Solved – Why Naive Bayes classifier is known to be a bad estimator

classificationmachine learningnaive bayes

In scikit-learn documentation page for Naive Bayes, it states that: On the flip side, although naive Bayes is known as a decent classifier, it is known to be a bad estimator, so the probability outputs from predict_proba are not to be taken too seriously.

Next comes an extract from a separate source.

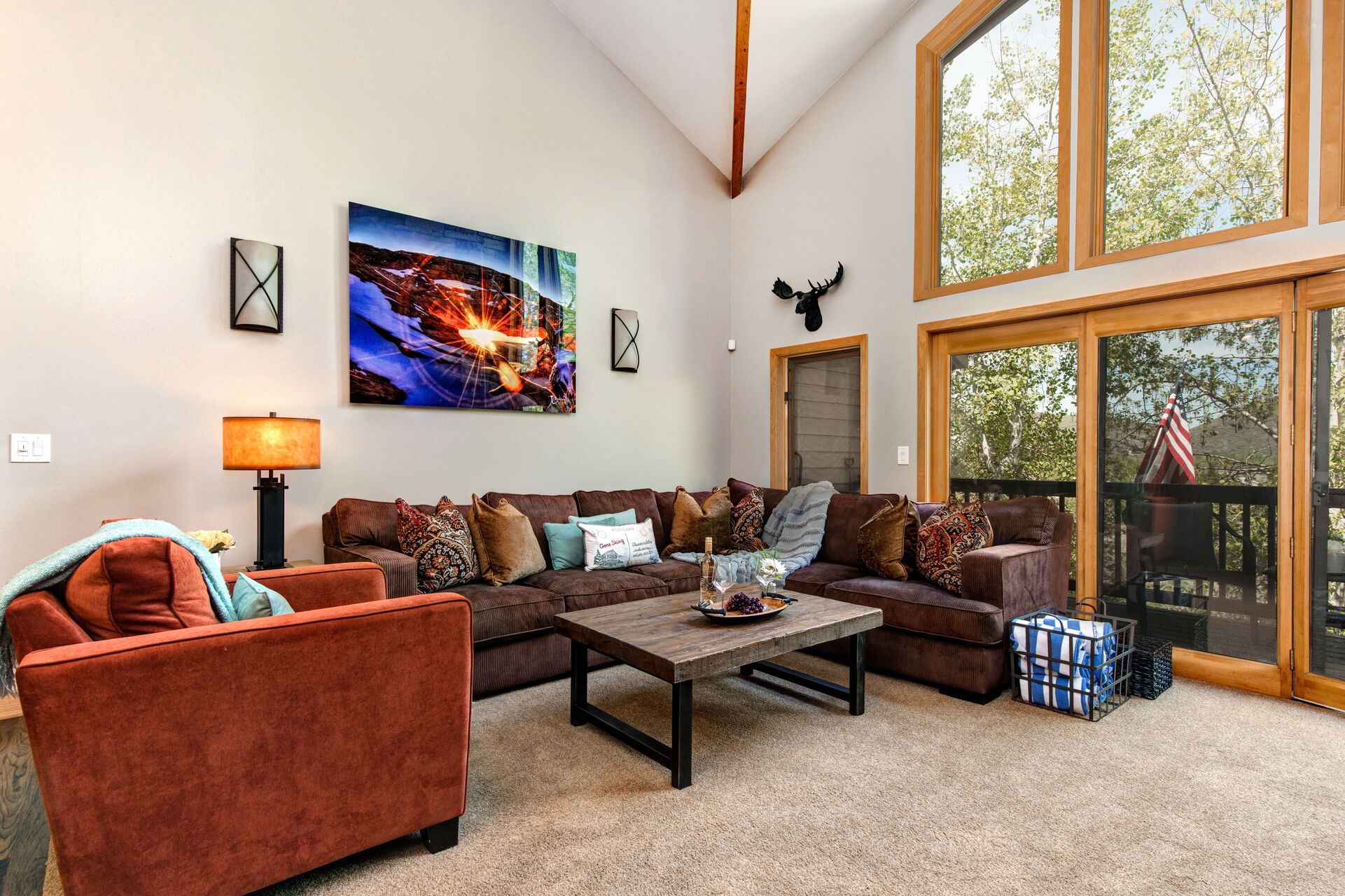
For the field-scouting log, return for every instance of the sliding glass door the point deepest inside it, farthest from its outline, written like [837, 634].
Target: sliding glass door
[1012, 413]
[1161, 426]
[1188, 477]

I want to use Naive Bayes for a classification problem of two categorical dataset, and I'm interested to know why the output of predict_proba could not be taken as a accurate prediction? The reason why I'm asking this question is that, my ultimate purpose after training this dataset is to use this trained model to predict the probabilities on a test dataset and if it does not have a good accuracy, so it seems it would not be a good fit for my case. I appreciate if someone could explain it.

Best Answer

Because it's Naive (see wikipedia): it assumes the features are independent, the probabilities are incorrect if this assumption is not correct. eg assume you are predicting mortality based on smoking and drinking. NB may well identify people who smoke and drink as higher risk (=probability), just because there is a correlation between smoking and drinking. Suggest you setup a contingency table for eg smoking, drinking, dying and calcuate Naive bayes. probabilities vs true probabilities

why don't you use logistic regression instead?